OP-38 Identifying Viruses from Host Genomes and Deep Learning for Prediction of Viral Integration Sites
Presenting Author: Zhongming Zhao, University of Texas Health Science Center at Houston
Abstract: Viral infections are commonly observed in nature. Effective and efficient detection of viruses in host genomes, together with tracking how viruses interact with host genomes, are major challenges. We recently developed an algorithm called VERSE: Virus intEgration sites through iterative Reference SEquence customization, which can effectively detect viruses with viral mutations from next generation sequencing data. VERSE improves detection through customizing reference genomes. Using 19 human tumors and cancer cell lines as test data, we demonstrated that VERSE substantially enhanced the sensitivity of virus integration site detection. VERSE has been used by some large network projects such as The International Cancer Genome Consortium (ICGC, 25k whole genome sequencing data). We next manually collected and curated viral integration sites (VISs, total 77,632 sites) from published works and made them publicly available through VISDB: Viral Integration Site DataBase. Furthermore, we developed a deep learning method, DeepVISP, for viral site integration prediction and motif discovery.

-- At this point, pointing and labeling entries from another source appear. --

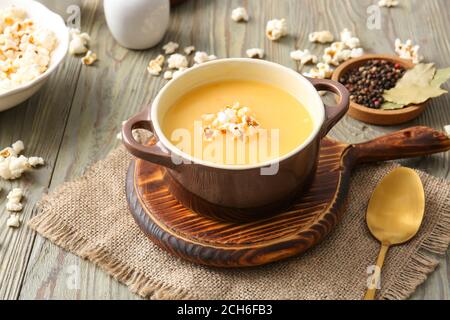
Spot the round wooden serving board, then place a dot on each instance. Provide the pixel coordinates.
(206, 241)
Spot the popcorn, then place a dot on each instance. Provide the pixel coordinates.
(388, 3)
(321, 36)
(408, 51)
(89, 58)
(79, 42)
(14, 197)
(255, 53)
(234, 120)
(349, 40)
(155, 66)
(12, 166)
(170, 47)
(168, 75)
(189, 50)
(18, 147)
(177, 61)
(303, 56)
(276, 29)
(25, 49)
(13, 221)
(320, 71)
(240, 15)
(202, 57)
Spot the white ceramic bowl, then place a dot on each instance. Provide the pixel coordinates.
(46, 18)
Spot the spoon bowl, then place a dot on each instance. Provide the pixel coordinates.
(395, 212)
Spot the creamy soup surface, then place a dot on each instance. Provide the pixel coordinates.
(237, 122)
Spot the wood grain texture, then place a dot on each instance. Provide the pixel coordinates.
(73, 121)
(312, 216)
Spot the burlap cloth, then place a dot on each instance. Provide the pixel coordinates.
(90, 218)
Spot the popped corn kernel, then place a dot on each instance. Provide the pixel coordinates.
(189, 50)
(408, 51)
(89, 58)
(240, 15)
(276, 29)
(255, 53)
(170, 47)
(235, 120)
(25, 48)
(324, 36)
(168, 75)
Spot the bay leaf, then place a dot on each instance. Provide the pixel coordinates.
(412, 94)
(441, 77)
(391, 106)
(420, 75)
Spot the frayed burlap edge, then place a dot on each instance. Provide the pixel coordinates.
(424, 259)
(52, 226)
(54, 229)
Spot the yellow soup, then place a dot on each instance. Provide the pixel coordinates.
(237, 122)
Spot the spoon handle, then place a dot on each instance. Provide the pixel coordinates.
(370, 294)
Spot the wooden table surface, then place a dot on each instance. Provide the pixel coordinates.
(73, 121)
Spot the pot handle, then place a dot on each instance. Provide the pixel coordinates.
(151, 152)
(332, 113)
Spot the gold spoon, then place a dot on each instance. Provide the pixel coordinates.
(395, 212)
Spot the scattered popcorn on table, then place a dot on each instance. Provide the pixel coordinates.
(170, 47)
(168, 75)
(321, 37)
(155, 66)
(89, 58)
(13, 165)
(79, 42)
(234, 119)
(303, 56)
(320, 71)
(14, 197)
(177, 61)
(13, 221)
(255, 53)
(25, 48)
(202, 57)
(240, 15)
(388, 3)
(408, 51)
(189, 50)
(276, 29)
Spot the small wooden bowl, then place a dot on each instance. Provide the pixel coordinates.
(376, 116)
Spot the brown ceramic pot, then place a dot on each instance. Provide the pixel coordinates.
(236, 191)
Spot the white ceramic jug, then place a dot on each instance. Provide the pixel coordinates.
(137, 24)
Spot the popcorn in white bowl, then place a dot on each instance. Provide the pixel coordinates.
(32, 53)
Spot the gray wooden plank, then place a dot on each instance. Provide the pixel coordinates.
(118, 86)
(40, 122)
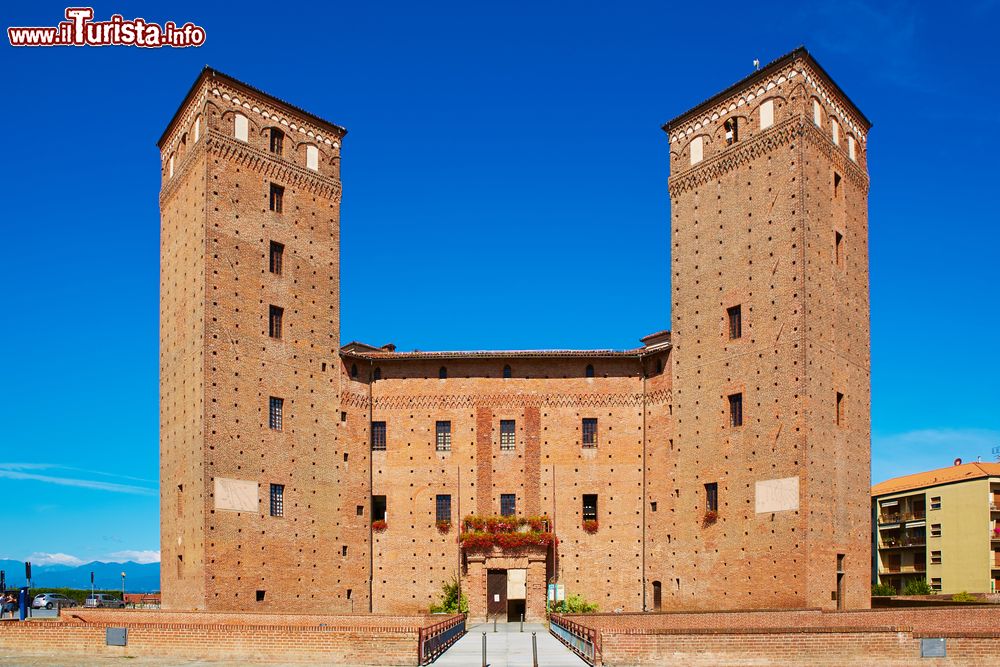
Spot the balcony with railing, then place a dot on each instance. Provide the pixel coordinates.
(901, 517)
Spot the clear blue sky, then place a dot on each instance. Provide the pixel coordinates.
(505, 187)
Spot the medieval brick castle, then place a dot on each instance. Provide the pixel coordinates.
(723, 464)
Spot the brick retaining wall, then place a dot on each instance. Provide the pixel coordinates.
(802, 637)
(355, 640)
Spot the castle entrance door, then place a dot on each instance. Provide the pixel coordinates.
(496, 593)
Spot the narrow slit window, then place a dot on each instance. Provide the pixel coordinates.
(378, 437)
(277, 500)
(590, 507)
(507, 435)
(712, 497)
(735, 322)
(277, 140)
(732, 131)
(508, 504)
(378, 508)
(274, 317)
(276, 413)
(276, 256)
(589, 432)
(443, 430)
(736, 410)
(443, 508)
(277, 197)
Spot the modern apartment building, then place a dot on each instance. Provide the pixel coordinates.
(721, 464)
(942, 525)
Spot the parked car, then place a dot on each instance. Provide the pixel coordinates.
(51, 600)
(102, 600)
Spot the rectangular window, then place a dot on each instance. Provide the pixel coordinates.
(735, 322)
(275, 416)
(274, 321)
(277, 195)
(443, 436)
(277, 140)
(736, 410)
(443, 507)
(508, 504)
(277, 500)
(507, 434)
(589, 432)
(712, 497)
(378, 436)
(277, 252)
(241, 127)
(378, 508)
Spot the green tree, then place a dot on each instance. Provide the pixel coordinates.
(450, 602)
(917, 587)
(573, 604)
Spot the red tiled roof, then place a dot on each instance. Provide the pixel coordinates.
(922, 480)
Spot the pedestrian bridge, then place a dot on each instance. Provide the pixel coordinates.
(508, 646)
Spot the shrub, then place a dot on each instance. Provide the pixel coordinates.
(917, 587)
(450, 602)
(573, 604)
(883, 589)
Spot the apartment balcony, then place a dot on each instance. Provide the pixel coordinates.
(902, 517)
(919, 568)
(903, 543)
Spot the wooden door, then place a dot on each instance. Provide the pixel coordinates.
(496, 592)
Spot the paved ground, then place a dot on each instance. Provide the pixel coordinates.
(508, 648)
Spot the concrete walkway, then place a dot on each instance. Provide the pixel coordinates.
(508, 648)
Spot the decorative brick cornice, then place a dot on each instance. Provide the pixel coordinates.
(735, 156)
(287, 173)
(744, 152)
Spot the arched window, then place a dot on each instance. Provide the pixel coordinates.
(732, 132)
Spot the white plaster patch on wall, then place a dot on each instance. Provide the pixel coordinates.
(236, 495)
(777, 495)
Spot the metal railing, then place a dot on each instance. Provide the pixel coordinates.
(435, 639)
(581, 640)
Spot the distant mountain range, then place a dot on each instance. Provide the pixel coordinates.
(139, 578)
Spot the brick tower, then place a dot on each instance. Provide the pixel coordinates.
(771, 360)
(249, 357)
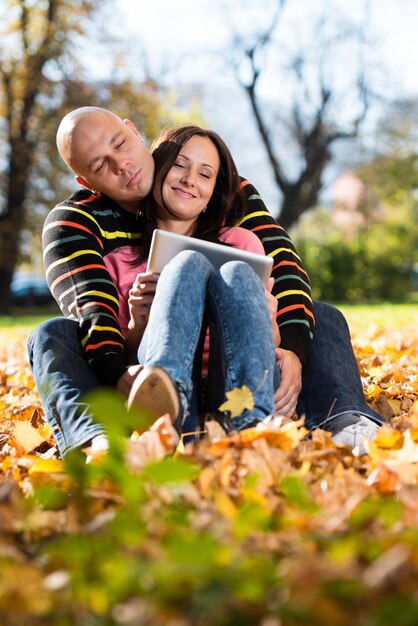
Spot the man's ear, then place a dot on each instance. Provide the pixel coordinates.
(132, 126)
(83, 182)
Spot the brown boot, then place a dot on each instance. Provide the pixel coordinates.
(156, 393)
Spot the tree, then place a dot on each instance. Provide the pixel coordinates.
(35, 34)
(41, 78)
(313, 107)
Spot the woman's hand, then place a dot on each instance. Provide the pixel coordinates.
(140, 299)
(272, 306)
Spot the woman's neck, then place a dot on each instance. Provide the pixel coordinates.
(176, 226)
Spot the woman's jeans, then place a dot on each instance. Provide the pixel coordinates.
(331, 383)
(233, 301)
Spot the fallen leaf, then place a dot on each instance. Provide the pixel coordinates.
(239, 399)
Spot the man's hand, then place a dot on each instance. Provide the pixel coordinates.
(272, 306)
(140, 299)
(287, 394)
(125, 382)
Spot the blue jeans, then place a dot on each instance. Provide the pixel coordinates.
(234, 303)
(331, 380)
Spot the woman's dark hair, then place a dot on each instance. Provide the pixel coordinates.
(165, 151)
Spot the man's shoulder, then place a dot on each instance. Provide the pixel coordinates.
(85, 198)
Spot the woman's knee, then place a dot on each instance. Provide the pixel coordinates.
(239, 272)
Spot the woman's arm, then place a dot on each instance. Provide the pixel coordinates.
(291, 282)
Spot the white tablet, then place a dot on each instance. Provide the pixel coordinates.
(165, 246)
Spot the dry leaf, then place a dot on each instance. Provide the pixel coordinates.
(239, 399)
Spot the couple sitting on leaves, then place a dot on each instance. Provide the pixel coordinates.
(96, 245)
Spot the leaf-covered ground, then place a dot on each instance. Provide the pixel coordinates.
(271, 527)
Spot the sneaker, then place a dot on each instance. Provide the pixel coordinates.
(352, 430)
(155, 392)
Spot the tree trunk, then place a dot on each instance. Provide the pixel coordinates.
(11, 222)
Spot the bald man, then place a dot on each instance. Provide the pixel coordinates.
(72, 356)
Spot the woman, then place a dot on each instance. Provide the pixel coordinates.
(195, 178)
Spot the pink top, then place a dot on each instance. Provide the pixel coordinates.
(123, 274)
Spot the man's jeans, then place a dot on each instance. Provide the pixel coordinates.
(331, 380)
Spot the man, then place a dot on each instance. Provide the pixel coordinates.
(72, 356)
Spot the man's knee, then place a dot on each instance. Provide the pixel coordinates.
(57, 330)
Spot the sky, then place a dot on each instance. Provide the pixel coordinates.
(182, 40)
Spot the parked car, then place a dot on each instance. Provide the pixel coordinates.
(28, 290)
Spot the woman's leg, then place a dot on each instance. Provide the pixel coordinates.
(239, 316)
(175, 323)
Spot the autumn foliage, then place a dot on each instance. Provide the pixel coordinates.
(270, 527)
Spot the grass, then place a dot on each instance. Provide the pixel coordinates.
(382, 314)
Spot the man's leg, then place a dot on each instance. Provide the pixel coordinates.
(62, 376)
(332, 395)
(172, 337)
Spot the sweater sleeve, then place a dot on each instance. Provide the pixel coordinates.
(291, 282)
(73, 244)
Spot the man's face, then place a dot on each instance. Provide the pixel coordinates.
(109, 156)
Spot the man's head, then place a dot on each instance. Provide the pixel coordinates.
(106, 154)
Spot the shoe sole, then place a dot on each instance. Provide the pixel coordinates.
(155, 393)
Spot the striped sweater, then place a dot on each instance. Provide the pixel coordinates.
(82, 230)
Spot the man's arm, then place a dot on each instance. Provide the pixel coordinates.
(291, 282)
(75, 237)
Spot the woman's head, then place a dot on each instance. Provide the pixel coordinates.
(195, 179)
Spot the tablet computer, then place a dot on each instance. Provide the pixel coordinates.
(165, 246)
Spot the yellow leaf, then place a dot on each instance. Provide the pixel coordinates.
(27, 436)
(239, 399)
(225, 505)
(47, 466)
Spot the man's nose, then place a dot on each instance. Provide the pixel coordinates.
(119, 165)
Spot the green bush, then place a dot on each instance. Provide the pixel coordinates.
(375, 264)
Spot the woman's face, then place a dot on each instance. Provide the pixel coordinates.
(189, 183)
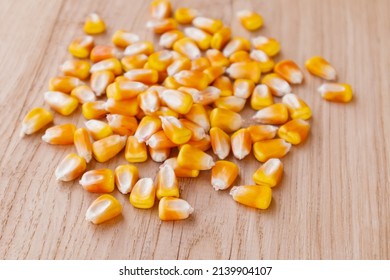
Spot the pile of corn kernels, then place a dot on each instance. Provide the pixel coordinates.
(188, 96)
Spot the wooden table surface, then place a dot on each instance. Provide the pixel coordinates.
(333, 202)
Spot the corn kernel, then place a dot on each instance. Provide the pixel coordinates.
(143, 194)
(98, 181)
(273, 114)
(270, 173)
(253, 196)
(36, 119)
(274, 148)
(226, 120)
(223, 174)
(107, 148)
(60, 134)
(125, 177)
(250, 20)
(61, 102)
(71, 167)
(336, 92)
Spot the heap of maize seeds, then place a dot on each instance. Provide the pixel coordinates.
(188, 96)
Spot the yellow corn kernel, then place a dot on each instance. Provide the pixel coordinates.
(168, 38)
(223, 174)
(290, 71)
(83, 144)
(81, 47)
(274, 148)
(241, 143)
(226, 120)
(61, 102)
(273, 114)
(134, 62)
(225, 85)
(266, 64)
(261, 97)
(100, 81)
(262, 132)
(143, 194)
(104, 208)
(125, 177)
(36, 119)
(336, 92)
(187, 47)
(180, 171)
(268, 45)
(253, 196)
(193, 158)
(167, 184)
(107, 148)
(94, 24)
(173, 209)
(221, 38)
(76, 68)
(200, 37)
(123, 38)
(294, 131)
(71, 167)
(98, 181)
(193, 79)
(235, 45)
(83, 94)
(232, 103)
(60, 134)
(124, 107)
(297, 108)
(277, 84)
(94, 110)
(270, 173)
(245, 70)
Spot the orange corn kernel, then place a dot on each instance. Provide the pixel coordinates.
(297, 108)
(82, 142)
(35, 120)
(104, 208)
(125, 177)
(81, 47)
(107, 148)
(221, 38)
(273, 114)
(290, 71)
(268, 45)
(70, 168)
(94, 110)
(223, 174)
(173, 209)
(294, 131)
(336, 92)
(270, 173)
(167, 184)
(60, 134)
(61, 102)
(98, 181)
(253, 196)
(262, 132)
(261, 97)
(193, 158)
(226, 120)
(274, 148)
(318, 66)
(244, 70)
(143, 194)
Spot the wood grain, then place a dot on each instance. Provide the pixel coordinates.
(333, 202)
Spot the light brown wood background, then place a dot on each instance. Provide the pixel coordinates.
(333, 202)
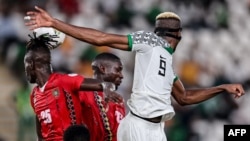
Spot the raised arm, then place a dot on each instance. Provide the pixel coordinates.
(41, 18)
(194, 96)
(38, 130)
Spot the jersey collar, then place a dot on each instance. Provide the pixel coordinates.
(170, 50)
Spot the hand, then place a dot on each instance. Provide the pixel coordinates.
(112, 96)
(39, 18)
(235, 89)
(109, 92)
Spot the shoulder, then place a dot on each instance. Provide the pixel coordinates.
(146, 37)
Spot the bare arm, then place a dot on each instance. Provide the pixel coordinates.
(41, 18)
(38, 130)
(194, 96)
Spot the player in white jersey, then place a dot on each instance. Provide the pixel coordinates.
(154, 79)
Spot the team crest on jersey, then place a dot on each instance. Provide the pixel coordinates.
(55, 92)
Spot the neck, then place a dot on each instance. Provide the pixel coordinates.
(98, 76)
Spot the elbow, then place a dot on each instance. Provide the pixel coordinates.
(101, 40)
(184, 101)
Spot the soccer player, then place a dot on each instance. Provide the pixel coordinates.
(102, 118)
(154, 78)
(76, 133)
(55, 98)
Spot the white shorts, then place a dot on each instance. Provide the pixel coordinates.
(133, 128)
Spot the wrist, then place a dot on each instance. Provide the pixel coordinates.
(54, 22)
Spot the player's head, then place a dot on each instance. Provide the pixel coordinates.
(37, 58)
(76, 133)
(168, 26)
(108, 67)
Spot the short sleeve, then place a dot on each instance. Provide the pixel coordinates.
(32, 99)
(71, 81)
(142, 41)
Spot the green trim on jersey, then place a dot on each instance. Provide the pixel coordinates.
(170, 50)
(176, 78)
(130, 42)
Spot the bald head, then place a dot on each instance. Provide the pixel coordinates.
(168, 20)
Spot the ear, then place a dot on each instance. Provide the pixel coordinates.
(32, 65)
(102, 69)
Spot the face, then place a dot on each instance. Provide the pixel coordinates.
(29, 67)
(165, 24)
(113, 73)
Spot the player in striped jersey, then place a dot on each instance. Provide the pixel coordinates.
(154, 78)
(55, 97)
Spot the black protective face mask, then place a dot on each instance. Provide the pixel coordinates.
(164, 31)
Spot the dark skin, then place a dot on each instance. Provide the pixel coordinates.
(37, 68)
(40, 18)
(110, 71)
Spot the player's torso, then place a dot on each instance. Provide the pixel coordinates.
(153, 71)
(56, 109)
(93, 117)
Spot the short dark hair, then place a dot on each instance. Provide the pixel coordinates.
(106, 57)
(76, 133)
(41, 44)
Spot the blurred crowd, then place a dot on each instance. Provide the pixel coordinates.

DeepVISP is based on deep convolutional neural network (CNN) model with attention architecture. We demonstrated DeepVISP can accurately predict oncogenic VISs in the human genome using our curated benchmark integration data of three viruses, hepatitis B virus (HBV), human herpesvirus (HPV), and Epstein-Barr virus (EBV). Comparing to six classical machine learning methods, DeepVISP achieves higher accuracy and more robust performance for all three viruses through automatically learning informative features and essential genomic positions only from the DNA sequences. A user-friendly web server is developed for predicting putative oncogenic VISs in the human genome using DeepVISP.